Seems useful - how to make the most of such a model in terms of product? The breadth itself is a nice property because of the all-in-one interface. But in some areas a general-purpose product isn’t enough - users need something purpose-built and the ability to combine LLMs with other tools. In the next few years, we’ll see what belongs in which category.

It’s a reoccurring theme for software products. On one end there’s the team building for a specific problem with the advantage of focus, making almost no trade-offs when it comes to solving that problem. On the other end, there’s the inferior product with the advantage of being integrated into a larger user context. Sometimes there’s a product advantage to that due to feature synergies. Often though, it’s just a matter of convenience, since users avoid the very real mental cost of adopting an additional product and making a habit of using it. It’s a constantly ongoing experiment to figure out how tools ought to be bundled to maximize user experience and synergies while minimizing that mental cost.

For some use cases, it will likely be general-purpose LLM direct to the user because people don’t bother with anything tailored to a particular problem. There will also be existing products that incorporate LLMs to improve them, making it convenient for existing users. And finally, there will be new companies that overcome user inertia by using LLMs to build great products for particular use cases.

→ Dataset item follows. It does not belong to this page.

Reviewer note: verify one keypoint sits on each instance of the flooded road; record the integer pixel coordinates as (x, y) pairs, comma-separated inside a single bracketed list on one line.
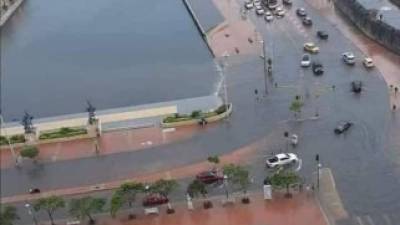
[(56, 54)]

Out of the three, one might believe that general-purpose LLMs will be used for most tasks. Just like Google is the destination for most search regardless of the topic, the inertia of using purpose-built products could turn out to be too large. But I believe it will be different this time. LLMs do more than retrieve information - they do tasks and solve problems. It’s not merely about providing some information that you are looking for, it can help you with the task that you are ultimately trying to do. Helping with that might be a very different experience depending on the problem.

Midjourney, for instance, uses LLMs as part of generating images from natural language. It all happens through chat via a Discord bot, which means that users lack the control that comes with other tools. The user experience is cumbersome for those who are used to working with images in other software since it’s separate from the existing workflow. Several companies are figuring this problem out and it seems clear that eventually the two will be integrated. Or, it turns into a new product that combines the best of both worlds in a new way. By starting from scratch, some teams might create a much better user experience to create images through a natural language interface while preserving full control over the image-creation process.

A related problem is figuring out how general the model itself should be. If a model is purpose-built for a particular setting, it doesn’t need to be able to do everything. Startups are working on this too, narrowing the breadth of LLMs slightly by defining the model’s context or adding data to it. This tunes the model to a particular domain of problems, sacrificing generality but maintaining some general abilities, such as the ability to get to the essence of a prompt and see it in a larger context, while making the model better at a particular task.

Now that LLMs are available and clearly appear to be useful, the experiment carried out by startups and companies is figuring out how broad they should be and where they belong.